イソネが何を言ってるか最初分からなかった、理解できなかった。

茜が私にそんな感情を持つわけない、持ってるはずはない。

少なくともイソネが言うまで思いもしなかった。

でもそれを言われた今、私は茜の顔を勅旨できなくなる。

照れと恥ずかしいと不安が入り交じった感情が彼女を顔を、友達の姿をよく見れない、見られない。

私は思わず顔を反らそうとするけどそれをイソネは両手で顔を掴み無理矢理証明を向かせる。

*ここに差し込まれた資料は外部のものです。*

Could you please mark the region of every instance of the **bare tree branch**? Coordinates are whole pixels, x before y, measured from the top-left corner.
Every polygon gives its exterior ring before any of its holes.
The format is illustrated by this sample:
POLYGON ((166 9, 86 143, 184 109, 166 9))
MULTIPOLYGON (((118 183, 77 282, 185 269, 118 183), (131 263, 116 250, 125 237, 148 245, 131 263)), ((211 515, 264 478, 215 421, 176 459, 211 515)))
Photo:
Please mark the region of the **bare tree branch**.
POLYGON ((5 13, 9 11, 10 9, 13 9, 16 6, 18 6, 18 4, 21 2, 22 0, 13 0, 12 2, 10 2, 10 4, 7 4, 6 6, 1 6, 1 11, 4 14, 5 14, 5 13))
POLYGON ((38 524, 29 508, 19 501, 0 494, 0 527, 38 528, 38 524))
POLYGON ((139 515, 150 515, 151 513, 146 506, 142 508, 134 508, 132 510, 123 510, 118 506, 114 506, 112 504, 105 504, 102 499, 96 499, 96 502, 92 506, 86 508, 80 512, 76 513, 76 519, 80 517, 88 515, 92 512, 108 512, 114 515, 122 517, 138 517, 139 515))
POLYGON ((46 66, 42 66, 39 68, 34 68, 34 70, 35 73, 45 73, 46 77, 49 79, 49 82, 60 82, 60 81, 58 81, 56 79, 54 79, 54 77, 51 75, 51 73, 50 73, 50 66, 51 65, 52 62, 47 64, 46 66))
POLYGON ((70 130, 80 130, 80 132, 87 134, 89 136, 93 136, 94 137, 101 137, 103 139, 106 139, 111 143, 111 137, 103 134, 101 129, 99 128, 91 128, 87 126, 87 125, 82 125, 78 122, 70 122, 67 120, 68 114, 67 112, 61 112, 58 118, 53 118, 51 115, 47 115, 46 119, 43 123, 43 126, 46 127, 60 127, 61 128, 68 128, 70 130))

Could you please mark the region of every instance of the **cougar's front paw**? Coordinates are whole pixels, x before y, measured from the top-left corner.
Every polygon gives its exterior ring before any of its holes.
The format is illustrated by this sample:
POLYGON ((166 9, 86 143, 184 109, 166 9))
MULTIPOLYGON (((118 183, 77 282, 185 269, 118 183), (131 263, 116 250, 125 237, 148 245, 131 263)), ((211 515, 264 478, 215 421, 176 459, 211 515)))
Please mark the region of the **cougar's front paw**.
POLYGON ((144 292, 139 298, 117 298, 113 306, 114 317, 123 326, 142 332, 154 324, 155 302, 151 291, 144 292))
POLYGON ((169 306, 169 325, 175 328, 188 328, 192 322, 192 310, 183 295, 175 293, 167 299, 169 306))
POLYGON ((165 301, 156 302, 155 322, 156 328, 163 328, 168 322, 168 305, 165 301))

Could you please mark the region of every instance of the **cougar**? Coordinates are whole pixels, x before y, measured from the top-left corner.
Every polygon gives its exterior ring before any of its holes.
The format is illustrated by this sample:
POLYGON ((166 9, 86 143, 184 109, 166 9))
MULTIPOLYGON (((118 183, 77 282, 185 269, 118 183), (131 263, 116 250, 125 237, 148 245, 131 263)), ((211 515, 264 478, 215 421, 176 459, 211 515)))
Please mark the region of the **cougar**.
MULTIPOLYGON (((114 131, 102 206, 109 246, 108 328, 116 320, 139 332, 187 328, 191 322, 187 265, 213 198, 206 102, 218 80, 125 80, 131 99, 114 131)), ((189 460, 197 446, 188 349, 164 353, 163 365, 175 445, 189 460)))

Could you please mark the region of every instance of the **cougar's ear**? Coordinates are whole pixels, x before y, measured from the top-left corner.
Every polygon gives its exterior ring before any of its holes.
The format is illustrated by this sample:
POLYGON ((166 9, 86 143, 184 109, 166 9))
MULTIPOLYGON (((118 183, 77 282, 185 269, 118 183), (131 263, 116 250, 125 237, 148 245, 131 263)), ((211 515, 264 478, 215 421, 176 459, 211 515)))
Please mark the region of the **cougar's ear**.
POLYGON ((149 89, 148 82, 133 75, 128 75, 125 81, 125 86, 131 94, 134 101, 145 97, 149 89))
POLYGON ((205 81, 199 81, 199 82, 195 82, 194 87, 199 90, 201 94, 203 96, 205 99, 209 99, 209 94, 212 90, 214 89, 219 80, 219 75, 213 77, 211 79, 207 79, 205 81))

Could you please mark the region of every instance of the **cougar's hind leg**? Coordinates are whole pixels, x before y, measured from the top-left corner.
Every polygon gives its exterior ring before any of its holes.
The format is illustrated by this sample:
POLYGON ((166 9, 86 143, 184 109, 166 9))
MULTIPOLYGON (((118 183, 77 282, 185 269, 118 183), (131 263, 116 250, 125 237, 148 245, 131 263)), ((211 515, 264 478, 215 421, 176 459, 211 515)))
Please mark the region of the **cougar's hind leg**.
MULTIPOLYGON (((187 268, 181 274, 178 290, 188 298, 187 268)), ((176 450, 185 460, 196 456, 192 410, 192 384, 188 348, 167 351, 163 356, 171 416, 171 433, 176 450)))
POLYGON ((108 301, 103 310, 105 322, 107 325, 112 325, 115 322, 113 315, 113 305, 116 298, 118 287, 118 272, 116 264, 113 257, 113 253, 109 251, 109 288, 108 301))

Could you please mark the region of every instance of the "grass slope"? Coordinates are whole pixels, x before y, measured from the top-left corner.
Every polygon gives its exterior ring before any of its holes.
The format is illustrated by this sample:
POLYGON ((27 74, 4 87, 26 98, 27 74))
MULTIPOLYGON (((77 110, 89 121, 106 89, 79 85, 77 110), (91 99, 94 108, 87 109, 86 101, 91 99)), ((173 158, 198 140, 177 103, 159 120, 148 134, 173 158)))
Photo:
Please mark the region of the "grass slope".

「あれれ、静ちゃんも茜ちゃんと同じ気持ちになったのかな?」


「違う違う!そんな分けない。私と茜は友達、それ以上でもそれ以下の関係じゃなたいの。」


「じゃあなんでこの子から顔を反らすのかな?」


「それは…、あんたあんなこと言うから意識しちゃっただけよ!」


「意識って…ほらやっぱりしてるじゃん。」


「違う違う違う違う違う!そんな分けない、あんたがあんなこと言わなきゃ、現れなかったら!もうなにもかも全部忘れたい!」


「分かったよ、その願い叶えてあげる。」


「えっ…。」


イソネは私をさらに茜に近づけさせる。

彼女の息づかいや匂いを、茜の全てを感じるまでに近くに。


「せっかく高校生をやり直すんだ、記憶をリセットするのもいいかも知れないね。」



「違う…私が言ってるはそういう意味じゃなくて…。」


「大丈夫心配しなくていいよ、私も一緒に付き合うから。君の親友斎藤茜としてね。なるべく君の親友を演じられるように頑張るよ。」


「いやだ…、やめて…。茜を汚さないで…。」


「それじゃあ茜ちゃん、また後で楽しい高校生活にしようね!」


「違う、私の願いは…願いは…。」


イソネはもう一度私と茜の唇を合わせる。その瞬間走馬灯のように高校生活の思い出がぐるぐると頭の中に駆け巡る。最後に見た思い出は茜と出会った入学式のあの瞬間。

私はまた高校生を始める。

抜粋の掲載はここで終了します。